Australia’s Macquarie, along with Spain’s Cintra, was the global pioneer of large-scale private-public partnerships (PPPs) in transportation infrastructure. American states and cities, faced with huge capital crunches and prodded by the feds to be more creative, are interested in doing more PPPs here. So when The Australian proclaims the PPP model as a domestic failure, we should listen.

The Australian analyzes one marquee PPP, a 45-year deal to build and run an airport connection toll road originally spearhead by a partnership that included Macquarie. The paper notes that “It’s hard to imagine the retail investors … will be willing or able to stump up the next instalment, even with threats of legal option. This leaves some form of a government bailout, or a buyout by institutional investors, a more likely option.

That deal, BrisConnections, “is the latest in a number of private sector-funded tolls that have flopped,” the paper continues.
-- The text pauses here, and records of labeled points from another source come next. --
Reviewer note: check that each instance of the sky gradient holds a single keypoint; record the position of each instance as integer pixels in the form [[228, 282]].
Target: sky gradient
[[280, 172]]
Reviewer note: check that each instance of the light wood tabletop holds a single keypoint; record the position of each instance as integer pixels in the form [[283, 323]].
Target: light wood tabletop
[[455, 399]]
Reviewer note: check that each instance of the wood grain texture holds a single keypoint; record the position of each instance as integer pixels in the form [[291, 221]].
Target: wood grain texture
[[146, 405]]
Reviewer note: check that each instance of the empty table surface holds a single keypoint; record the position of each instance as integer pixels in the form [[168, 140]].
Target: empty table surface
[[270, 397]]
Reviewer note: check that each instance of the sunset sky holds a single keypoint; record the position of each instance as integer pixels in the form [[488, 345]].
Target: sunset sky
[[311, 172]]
It mentions four others, “Lane Cove Tunnel, Sydney’s Cross City Tunnel, RiverCity and ConnectEast,” as all “having failed to meet expectations, leaving their stakeholders in the red.”

But the devastating part is here:

The brutal reality is that most private sector toll operators are a shambles. Most have overinflated their traffic forecasts, financed them with a slice of equity from the public markets, then geared up, and paid investors back their own capital in distributions (which enticed them into the float in the first place). As the debt markets worsen and most listed infrastructure funds have fallen apart, a new model is needed to help finance the estimated $800 billion the country needs to spend on infrastructure in the next decade. … The upshot is the Government is going to have to meet the private sector halfway if it is to fund the growing list of infrastructure projects. … The private sector is calling on governments to take more of the risk to entice the badly burned investors back into the fray.
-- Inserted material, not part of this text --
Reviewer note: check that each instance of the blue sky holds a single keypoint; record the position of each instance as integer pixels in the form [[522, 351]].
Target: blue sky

The paper goes on to detail ways in which the private sector is dialing back its willingness to take on risks, from traffic-volume risk to financial-underwriting risk. It concludes that, “until a proper funding model can be sorted out that is palatable to governments and the private sector, projects … will remain pipe dreams.”

As Australia comes to terms with the idea that PPPs aren’t a magical solution to infrastructure problems, countries like the UK are coming to the same conclusion. The government there, for example, wants to restructure its contracts with the private-sector company that operates Heathrow and two other airports, citing poor performance due to a lack of competition.

As this blog has said before, the private sector can have a role in taking some discrete risks on infrastructure projects in the U.S.

But the idea that the government off its responsibility for public infrastructure — financial and otherwise — is also a pipe dream.

And the few deals done stateside at the height of the credit bubble — including the Indiana Toll Road deal — are more likely to be seen, in hindsight, as symbols of an age of excess and free money rather than as symbols of a future, sustainable PPP model.